According to the present invention, the following effects can be obtained.
(1) By combining a hologram lens that diffracts a part of the incident light and an objective lens, light condensed to the diffraction limit on optical disks (information media) having different substrate thicknesses (t1 and t2). A bifocal lens capable of forming a spot can be realized. Using this bifocal lens, a small, lightweight, low-cost optical head device with a small number of parts can be used for recording and reproducing optical discs having different substrate thicknesses. And two optical head devices.
(2) By providing a light intensity correction means such as a correction hologram or a correction filter, the side lobe of the light beam (condensed spot) on the information medium is further reduced, and a reproduced signal having excellent characteristics can be obtained. it can.
(3) When a semiconductor laser is used as a light source by increasing the thickness of the portion having high zero-order diffraction efficiency or transmittance of the light intensity correcting means such as a correction hologram or a correction filter, thereby increasing the optical path length, The adverse effects of point difference can be eliminated or reduced.
(4) In combination with a light intensity correcting means such as a correction hologram or a correction filter, a large (preferably φ1 mm or more) photodetector is provided around the photodetector for servo signal detection to receive light on the outer periphery, By using the sum of the two photodetectors as an information signal, the S / N ratio can be further improved, and the frequency characteristics can be further improved.
(5) Light intensity correction means such as a correction hologram or a correction filter is formed on the surface of the objective lens or the collimator lens, so that the number of components can be reduced and the cost can be further reduced.
(6) When the hologram lens is formed on the surface of the objective lens, the surfaces of the lattice plane of the lattice pattern and the plane without the lattice pattern are continuously connected, and the average plane of the lattice pattern and the lattice plane are not connected.

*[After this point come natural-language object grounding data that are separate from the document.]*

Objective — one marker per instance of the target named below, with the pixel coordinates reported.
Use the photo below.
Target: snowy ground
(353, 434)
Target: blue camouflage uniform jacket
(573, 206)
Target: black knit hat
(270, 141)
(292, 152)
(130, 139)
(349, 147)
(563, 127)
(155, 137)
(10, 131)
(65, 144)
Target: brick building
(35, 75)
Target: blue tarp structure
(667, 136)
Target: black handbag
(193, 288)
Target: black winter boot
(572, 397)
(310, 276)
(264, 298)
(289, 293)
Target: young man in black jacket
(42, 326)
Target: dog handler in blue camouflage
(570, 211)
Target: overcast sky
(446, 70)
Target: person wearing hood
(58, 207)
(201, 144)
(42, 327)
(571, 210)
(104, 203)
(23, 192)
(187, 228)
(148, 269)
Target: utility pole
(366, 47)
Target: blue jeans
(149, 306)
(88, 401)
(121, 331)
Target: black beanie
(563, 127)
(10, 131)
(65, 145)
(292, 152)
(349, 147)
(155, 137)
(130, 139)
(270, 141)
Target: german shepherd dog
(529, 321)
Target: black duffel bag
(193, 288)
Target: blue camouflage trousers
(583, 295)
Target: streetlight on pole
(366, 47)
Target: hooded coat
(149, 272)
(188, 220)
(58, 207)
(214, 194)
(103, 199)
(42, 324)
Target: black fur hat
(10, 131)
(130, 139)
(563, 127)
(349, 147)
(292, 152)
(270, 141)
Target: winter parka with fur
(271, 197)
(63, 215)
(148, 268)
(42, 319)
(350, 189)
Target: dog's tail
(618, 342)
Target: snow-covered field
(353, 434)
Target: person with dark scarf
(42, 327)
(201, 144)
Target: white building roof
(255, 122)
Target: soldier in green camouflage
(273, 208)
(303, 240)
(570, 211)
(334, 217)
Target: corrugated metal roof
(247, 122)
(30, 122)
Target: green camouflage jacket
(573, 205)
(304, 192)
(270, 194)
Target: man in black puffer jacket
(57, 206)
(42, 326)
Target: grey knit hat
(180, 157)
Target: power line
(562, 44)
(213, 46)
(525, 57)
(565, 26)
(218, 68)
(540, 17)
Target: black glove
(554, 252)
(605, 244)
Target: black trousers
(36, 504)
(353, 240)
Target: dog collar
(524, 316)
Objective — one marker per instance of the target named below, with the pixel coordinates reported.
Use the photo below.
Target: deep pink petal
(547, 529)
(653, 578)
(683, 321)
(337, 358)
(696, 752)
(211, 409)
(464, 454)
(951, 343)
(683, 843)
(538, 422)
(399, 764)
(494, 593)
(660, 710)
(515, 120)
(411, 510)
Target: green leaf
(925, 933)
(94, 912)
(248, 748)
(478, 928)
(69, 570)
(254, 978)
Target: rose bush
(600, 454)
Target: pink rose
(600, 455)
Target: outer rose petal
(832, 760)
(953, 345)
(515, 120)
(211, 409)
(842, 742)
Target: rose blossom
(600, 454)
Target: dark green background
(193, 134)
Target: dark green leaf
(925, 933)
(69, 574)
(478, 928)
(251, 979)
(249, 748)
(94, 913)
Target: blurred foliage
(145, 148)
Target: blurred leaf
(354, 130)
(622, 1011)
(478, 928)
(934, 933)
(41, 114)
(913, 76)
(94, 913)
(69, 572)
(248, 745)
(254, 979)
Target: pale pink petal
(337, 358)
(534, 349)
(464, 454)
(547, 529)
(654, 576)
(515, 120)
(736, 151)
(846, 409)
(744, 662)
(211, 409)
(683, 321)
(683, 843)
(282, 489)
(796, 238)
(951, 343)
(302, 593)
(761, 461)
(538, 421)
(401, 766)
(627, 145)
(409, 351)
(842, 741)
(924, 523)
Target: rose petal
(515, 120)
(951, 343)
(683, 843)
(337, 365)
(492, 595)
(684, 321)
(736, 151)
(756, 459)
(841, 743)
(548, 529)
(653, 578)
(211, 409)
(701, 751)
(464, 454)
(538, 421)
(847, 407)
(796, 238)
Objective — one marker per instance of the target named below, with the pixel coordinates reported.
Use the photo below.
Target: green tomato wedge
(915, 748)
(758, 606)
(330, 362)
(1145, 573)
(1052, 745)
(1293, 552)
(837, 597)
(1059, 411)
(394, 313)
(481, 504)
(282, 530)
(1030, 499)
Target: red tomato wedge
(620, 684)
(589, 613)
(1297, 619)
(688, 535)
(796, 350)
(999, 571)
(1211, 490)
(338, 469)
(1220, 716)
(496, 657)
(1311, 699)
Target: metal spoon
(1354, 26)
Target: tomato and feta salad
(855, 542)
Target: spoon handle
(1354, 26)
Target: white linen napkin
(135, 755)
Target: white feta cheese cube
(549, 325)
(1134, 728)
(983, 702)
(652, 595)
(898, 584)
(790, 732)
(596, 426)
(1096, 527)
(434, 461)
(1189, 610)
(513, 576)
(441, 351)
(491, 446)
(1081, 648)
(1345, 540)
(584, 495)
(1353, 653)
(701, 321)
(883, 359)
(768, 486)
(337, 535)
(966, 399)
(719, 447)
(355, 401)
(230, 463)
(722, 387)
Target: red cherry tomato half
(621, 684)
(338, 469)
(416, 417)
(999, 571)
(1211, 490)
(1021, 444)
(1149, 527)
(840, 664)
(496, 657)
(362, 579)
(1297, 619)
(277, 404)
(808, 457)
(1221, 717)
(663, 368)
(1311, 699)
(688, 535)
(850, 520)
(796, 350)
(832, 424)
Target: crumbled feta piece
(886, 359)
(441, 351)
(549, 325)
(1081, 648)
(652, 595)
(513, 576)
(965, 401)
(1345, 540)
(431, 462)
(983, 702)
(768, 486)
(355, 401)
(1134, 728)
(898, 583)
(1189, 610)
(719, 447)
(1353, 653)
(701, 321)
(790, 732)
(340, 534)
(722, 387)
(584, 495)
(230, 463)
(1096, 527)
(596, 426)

By designing the surface with and without the surface to be able to condense the light beam to the diffraction limit, it is possible to obtain good light condensing characteristics.

Hereinafter, embodiments of the present invention will be described with reference to the accompanying drawings.
FIG. 4 shows an optical head device according to the first embodiment of the present invention. The features of this optical head device are that a bifocal lens is constituted by the objective lens 4 and the hologram lens 107, and that a correction hologram 1221 for reducing the amount of light in the outer peripheral portion is provided. In this optical head device, the light beam 3 emitted from the radiation light source 2 such as a semiconductor laser is converted into substantially parallel light by the collimator lens 122, passes through the correction hologram 1221, and the light intensity at the outer peripheral portion is reduced. The light beam further passes through the polarizing beam splitter 42 and is converted into circularly polarized light by the quarter-wave plate 15. Next, the light beam enters the hologram lens 107 and the objective lens 4 and is focused on the thick information medium 5 or the thin information medium 51 located at different focal positions. The information medium 5 is an optical disk having a substrate thickness t1 = 1.2 mm, and the information medium 51 is an optical disk having a substrate thickness t2 = 0.6 mm. Here, the “thickness of the substrate” refers to the thickness from the surface on which the light beam enters the information medium to the information recording surface. In addition, although the term “light collection” is used here, “light collection” is defined as “to converge divergent light or parallel light to a diffraction-limited small spot”.

  As schematically shown in FIGS. 5 and 6, the hologram lens 107 is formed on a substrate 9 which is transparent to the light beam 3, and has a ring-shaped grid pattern 107a at the center and a grid pattern around it. And the region 107b without the region. The lattice pattern 107a is concentric, and its center, that is, the optical axis coincides with the objective lens 4 within an assembly error.

  The diffraction efficiency of the + 1st-order diffracted light of the hologram lens 107 is less than 100%, and the hologram lens 107 is designed so that the transmitted light (0th-order diffracted light) 61a of the light beam 3a also has a sufficient intensity. This is because, when the hologram lens 107 is manufactured in an uneven shape as shown in FIG. 4, for example, the height h of the (relief type) unevenness is smaller such that h <λ / (n−1). It can be easily realized by making the amplitude of the phase change given to the light beam by the grating unit 107a smaller than 2π. Here, λ is the wavelength of the light beam 3 and n is the refractive index of the transparent substrate 9. As described above, by making the transmitted light have a sufficient intensity at any position of the hologram lens 107, the side lobe (see FIG. 7) of the condensed beam formed by the transmitted light on the information medium 51 is suppressed. Has the effect that can.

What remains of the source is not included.